大手の日系企業で、ずっと半導体の論理設計エンジニアとして働いていました。チームという形で動くのですが、それぞれに担当が割り振られます。自分の仕事は自分の裁量で取り組むことが出来、フラットで担当機能の実現に集中できる環境でした。担当機能に対するエンジニアのこだわりを突き詰めて少しずつ形にしていくといった感じでしょうか。逆にいえば、現在のように複数プロジェクトを並行してマネジメントする経験はありませんでした。なので、今の仕事は少し新鮮です。
なぜエンジニアの道を選択されたのでしょうか?
小さい頃からコンピューターに憧れがありました。気がつけば理系に進み、大学では半導体やデジタル設計の研究室で勉強しました。その流れで半導体系のエンジニアになりましたね。技術についていくことが必要なので、途中でやめることはできません。
忙しいのは「楽」。それではいけない。
ベトナムで勤務されて半年間ということですが、ベトナムでのお仕事はどうですか?
正直なところ、今は余裕が無いです。会社から託された「ベトナム人が独立してマネジメント出来る体制づくり」を実現しなければならないのですが、まずやらなければいけない業務の対応で精一杯です。でも、忙しいのは「楽」なんですよ。それではいけないと思っています。忙しいことを言い訳にせず、自分のやりたいこと・やるべきことに対して向かい合うべきだと思っています。あとは、(悪い意味で)日本の働き方が身にしみついてしまっているので、ベトナム人の就業時間内に集中して定時で帰る働き方は真似たいですね。
ベトナムで働く上でのご苦労はございますか?
やはり『言葉』ですね。これは言語というより、伝え方の話です。日本は“1言ったら10理解しろ”という文化ですが、ベトナムではそううまく意図を汲みとってもらえません。「言った通りの事だけやって、根本的な問題が解決されていない」時があります。この点は海外で働いておられる日本人に共通する苦労なのではないでしょうか。もう一つ挙げるなら,“正しさ”や”品質”への意識が日本よりも甘いですよね。ベトナム人は仕事自体は早いのですが、正確性への意識が少し足りないように感じます。相手が日系企業の場合は特に信用をなくしかねないので、かなり問題ですね。

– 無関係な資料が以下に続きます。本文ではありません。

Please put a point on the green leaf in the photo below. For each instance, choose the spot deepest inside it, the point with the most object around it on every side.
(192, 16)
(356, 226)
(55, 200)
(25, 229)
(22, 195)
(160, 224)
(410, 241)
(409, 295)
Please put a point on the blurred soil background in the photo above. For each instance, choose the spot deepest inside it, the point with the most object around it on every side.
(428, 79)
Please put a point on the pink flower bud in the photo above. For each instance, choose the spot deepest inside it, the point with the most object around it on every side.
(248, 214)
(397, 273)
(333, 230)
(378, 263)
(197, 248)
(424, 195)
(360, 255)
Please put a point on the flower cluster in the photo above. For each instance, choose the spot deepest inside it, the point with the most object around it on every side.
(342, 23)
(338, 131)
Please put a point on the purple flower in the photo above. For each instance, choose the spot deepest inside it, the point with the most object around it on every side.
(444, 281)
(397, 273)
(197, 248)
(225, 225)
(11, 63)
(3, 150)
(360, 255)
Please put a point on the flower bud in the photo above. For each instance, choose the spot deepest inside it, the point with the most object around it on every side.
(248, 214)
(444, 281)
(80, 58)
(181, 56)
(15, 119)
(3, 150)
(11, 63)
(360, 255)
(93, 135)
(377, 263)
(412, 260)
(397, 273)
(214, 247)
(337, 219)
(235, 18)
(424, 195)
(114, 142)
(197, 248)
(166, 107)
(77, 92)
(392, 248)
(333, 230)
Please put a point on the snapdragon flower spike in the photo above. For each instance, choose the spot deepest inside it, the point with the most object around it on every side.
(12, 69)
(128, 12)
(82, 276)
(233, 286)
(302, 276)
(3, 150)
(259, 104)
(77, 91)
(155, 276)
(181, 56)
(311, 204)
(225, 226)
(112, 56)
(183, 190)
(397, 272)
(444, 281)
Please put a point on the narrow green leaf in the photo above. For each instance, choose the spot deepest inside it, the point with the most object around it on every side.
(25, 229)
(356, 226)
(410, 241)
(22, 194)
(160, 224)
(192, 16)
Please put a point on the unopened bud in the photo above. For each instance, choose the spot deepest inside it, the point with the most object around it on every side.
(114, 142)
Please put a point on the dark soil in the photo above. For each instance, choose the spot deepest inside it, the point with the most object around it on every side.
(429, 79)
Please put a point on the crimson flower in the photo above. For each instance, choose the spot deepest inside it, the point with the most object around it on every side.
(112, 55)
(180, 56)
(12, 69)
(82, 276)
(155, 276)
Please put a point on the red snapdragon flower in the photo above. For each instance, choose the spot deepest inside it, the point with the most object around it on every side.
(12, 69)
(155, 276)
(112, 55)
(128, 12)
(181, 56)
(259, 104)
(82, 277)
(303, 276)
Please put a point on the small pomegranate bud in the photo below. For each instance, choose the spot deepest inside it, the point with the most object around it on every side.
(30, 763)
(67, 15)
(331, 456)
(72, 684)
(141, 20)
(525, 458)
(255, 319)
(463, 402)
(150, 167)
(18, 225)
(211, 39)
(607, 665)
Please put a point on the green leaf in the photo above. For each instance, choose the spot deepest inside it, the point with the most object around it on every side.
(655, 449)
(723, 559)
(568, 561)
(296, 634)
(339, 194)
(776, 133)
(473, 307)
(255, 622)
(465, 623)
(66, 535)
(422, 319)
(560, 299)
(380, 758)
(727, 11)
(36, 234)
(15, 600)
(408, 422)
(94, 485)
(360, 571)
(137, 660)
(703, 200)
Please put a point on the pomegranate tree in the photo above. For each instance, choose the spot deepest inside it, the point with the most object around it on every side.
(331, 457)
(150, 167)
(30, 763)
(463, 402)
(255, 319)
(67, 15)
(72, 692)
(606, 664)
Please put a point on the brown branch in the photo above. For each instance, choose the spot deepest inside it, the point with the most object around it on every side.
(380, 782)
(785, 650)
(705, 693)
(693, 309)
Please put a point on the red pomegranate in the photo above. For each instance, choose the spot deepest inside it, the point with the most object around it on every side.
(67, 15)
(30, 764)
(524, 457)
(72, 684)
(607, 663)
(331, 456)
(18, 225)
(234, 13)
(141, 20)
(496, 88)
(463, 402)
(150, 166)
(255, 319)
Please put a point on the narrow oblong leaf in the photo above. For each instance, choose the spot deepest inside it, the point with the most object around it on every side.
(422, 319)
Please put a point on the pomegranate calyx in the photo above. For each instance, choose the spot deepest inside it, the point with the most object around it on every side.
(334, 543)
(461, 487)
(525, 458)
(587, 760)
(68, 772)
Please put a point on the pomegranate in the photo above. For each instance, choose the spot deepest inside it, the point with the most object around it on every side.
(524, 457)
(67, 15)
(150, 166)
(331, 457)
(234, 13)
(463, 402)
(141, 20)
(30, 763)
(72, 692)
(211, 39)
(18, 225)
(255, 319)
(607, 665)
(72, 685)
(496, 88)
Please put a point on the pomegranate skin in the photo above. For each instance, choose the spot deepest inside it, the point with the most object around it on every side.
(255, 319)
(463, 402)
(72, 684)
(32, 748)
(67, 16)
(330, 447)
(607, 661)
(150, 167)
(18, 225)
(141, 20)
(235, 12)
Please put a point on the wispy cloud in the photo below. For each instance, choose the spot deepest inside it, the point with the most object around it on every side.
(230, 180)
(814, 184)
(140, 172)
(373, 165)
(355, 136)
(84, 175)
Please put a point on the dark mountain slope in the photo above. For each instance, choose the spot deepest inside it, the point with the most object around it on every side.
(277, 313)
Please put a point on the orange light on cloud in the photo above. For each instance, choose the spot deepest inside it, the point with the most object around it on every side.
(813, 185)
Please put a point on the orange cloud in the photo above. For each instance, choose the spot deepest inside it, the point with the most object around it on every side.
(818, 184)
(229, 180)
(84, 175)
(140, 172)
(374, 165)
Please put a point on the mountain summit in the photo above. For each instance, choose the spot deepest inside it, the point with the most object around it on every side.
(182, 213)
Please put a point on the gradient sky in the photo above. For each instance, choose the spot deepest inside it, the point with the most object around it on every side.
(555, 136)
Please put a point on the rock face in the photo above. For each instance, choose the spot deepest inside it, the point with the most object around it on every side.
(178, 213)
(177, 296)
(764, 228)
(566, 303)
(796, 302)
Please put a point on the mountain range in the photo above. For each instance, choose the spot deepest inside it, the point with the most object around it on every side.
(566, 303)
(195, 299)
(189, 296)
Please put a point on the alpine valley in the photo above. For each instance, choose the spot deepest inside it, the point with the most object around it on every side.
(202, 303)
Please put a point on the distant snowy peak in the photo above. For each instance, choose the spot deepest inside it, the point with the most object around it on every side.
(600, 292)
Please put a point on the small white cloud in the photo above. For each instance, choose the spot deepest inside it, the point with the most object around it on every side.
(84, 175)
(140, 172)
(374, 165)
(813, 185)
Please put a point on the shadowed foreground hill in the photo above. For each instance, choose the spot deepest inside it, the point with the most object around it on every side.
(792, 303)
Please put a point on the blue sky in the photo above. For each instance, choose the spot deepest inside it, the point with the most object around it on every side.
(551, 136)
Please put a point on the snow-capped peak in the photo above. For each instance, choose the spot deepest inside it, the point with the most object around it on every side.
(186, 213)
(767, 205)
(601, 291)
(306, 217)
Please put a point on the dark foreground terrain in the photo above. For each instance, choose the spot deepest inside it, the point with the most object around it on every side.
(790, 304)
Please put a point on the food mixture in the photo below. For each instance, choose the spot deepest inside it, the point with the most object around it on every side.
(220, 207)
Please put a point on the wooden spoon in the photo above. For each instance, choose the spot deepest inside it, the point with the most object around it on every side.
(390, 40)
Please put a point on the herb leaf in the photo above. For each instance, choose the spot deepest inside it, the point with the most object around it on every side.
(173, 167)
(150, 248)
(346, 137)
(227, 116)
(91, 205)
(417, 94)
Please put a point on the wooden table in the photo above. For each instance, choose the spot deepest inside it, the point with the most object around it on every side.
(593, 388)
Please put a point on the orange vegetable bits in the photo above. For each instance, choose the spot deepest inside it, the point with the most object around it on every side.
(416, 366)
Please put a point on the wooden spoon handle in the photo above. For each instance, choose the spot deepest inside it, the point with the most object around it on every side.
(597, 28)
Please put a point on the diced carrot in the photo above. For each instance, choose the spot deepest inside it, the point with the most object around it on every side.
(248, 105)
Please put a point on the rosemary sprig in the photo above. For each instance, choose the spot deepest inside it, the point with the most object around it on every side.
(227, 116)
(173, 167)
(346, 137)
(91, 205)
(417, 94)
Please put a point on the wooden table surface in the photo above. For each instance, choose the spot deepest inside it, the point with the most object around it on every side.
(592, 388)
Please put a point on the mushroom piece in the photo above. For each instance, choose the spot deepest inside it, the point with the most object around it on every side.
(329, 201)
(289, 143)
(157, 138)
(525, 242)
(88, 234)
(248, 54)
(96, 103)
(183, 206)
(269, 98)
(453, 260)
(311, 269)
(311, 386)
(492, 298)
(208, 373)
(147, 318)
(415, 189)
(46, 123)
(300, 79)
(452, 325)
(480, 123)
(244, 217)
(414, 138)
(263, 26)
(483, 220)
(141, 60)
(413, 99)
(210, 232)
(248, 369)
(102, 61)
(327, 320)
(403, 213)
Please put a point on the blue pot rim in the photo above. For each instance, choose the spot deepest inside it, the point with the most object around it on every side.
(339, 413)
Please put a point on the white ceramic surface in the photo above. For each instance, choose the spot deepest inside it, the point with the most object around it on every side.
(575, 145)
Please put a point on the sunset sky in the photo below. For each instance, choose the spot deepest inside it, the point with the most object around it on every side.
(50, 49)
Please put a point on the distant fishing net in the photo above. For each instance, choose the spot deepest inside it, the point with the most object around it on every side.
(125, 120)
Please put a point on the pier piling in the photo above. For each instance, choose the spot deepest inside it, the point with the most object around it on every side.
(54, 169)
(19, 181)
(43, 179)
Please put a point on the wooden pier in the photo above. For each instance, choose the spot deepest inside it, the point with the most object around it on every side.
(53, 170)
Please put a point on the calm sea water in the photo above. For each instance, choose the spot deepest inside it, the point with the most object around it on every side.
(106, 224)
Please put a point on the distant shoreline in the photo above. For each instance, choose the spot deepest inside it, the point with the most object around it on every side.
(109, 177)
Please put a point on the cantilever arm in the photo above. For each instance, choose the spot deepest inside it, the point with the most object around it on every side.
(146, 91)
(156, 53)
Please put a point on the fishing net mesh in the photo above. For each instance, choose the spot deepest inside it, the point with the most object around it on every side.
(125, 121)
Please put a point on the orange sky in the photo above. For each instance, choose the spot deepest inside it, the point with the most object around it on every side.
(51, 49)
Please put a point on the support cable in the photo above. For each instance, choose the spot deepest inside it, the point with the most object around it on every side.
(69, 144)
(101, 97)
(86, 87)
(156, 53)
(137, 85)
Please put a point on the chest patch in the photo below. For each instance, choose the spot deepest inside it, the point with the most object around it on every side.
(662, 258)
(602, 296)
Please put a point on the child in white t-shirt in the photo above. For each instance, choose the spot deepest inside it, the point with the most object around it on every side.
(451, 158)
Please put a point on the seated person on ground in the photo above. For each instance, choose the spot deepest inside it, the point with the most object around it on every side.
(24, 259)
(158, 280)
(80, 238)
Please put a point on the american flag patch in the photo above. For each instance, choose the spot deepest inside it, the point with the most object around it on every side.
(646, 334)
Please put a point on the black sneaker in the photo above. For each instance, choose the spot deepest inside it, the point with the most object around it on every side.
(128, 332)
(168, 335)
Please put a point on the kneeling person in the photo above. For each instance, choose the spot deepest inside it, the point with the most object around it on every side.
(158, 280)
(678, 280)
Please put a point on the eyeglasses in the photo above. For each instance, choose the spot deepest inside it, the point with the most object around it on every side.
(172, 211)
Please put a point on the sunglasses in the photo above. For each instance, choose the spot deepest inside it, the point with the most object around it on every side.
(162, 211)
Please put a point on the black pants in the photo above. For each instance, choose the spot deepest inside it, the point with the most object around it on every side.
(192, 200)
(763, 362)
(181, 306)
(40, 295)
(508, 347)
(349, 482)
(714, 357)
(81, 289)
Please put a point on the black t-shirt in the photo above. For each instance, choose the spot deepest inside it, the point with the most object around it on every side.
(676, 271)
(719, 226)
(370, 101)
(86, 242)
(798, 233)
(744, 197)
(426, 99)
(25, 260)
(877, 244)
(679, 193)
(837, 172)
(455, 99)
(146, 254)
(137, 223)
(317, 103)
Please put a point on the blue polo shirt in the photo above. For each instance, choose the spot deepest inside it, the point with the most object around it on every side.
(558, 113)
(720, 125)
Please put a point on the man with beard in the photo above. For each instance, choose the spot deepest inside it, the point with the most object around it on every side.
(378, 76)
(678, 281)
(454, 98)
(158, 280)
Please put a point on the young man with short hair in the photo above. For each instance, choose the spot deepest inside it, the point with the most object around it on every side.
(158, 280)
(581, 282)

ベトナム語を勉強されているということですが、理由はあるのでしょうか?
はい、週に2日ベトナム語を習っています。これはビジネスというより、社内コミュニケーションのためです。ベトナム人と働く際は基本的に”英語”ですが、これはお互い非母国語なのでやはり疲れるじゃないですか?ベトナム人のスタッフには、休憩中は自分の言語をつかってリラックスしてほしいなという気持ちで、勉強を始めました。ベトナム語をきっかけにもっと深く歩み寄れたら良いですね。
とても素敵な心持ちですね!
そんなに大それたことではないですが…。海外で仕事する上で、その国の文化や言語を理解するのは最も大切なことではないかと思っています。
今後への思い
ベトナムでの生活はどうですか?日本に帰りたいという気持ちはございますか?
想像していたよりも良いかもしれません!ベトナム人は明るいですし、物価も安いです。フルーツが美味しいので休日にはフルールジュースを作ったりと、ベトナム生活を楽しんでいます。ですが、子どもの世話を妻に任せきりになっているのを申し訳なく感じますし、やはり家族と一緒に生活したいです。いまは、帰りたい気持ちと帰りたくない気持ちがと半々の状態です。
今後ベトナムで挑戦したいことはございますか?
せっかくベトナムで働かせてもらっているので、それを形にする意味でも「ベトナム・オリジナル製品」は開発したいです。
また、仕事とは関係がないのですが、チャリティ活動にも参加できたらと思っています。一度知人の紹介で孤児院を訪問し、お菓子をプレゼントするという活動をしました。ベトナムは発展しているとはいえ、ベトナム戦争の影響を受けた人や貧しい人もまだ多くいます。なので、そういった人たちに対しての活動もなにかできたらよいですね。
インタビューの感想
“エンジニア”と聞くと、「常にストイックで開発だけに神経を集中させている」という勝手なイメージを持っていましたが、お話させていただいた山本さんは柔軟に環境に対応し、自分の役割を全うされる方で、そのようなイメージが覆されました。特に、目に見える仕事は然ることながら広い視野で仕事を捉え、ベトナムへの理解を深めようとする真摯な姿勢は私も見習わなければと勉強になりました。
お忙しいにも関わらずお話させていただき、さらに温かい言葉をかけてくださる山本さんに感謝申し上げます。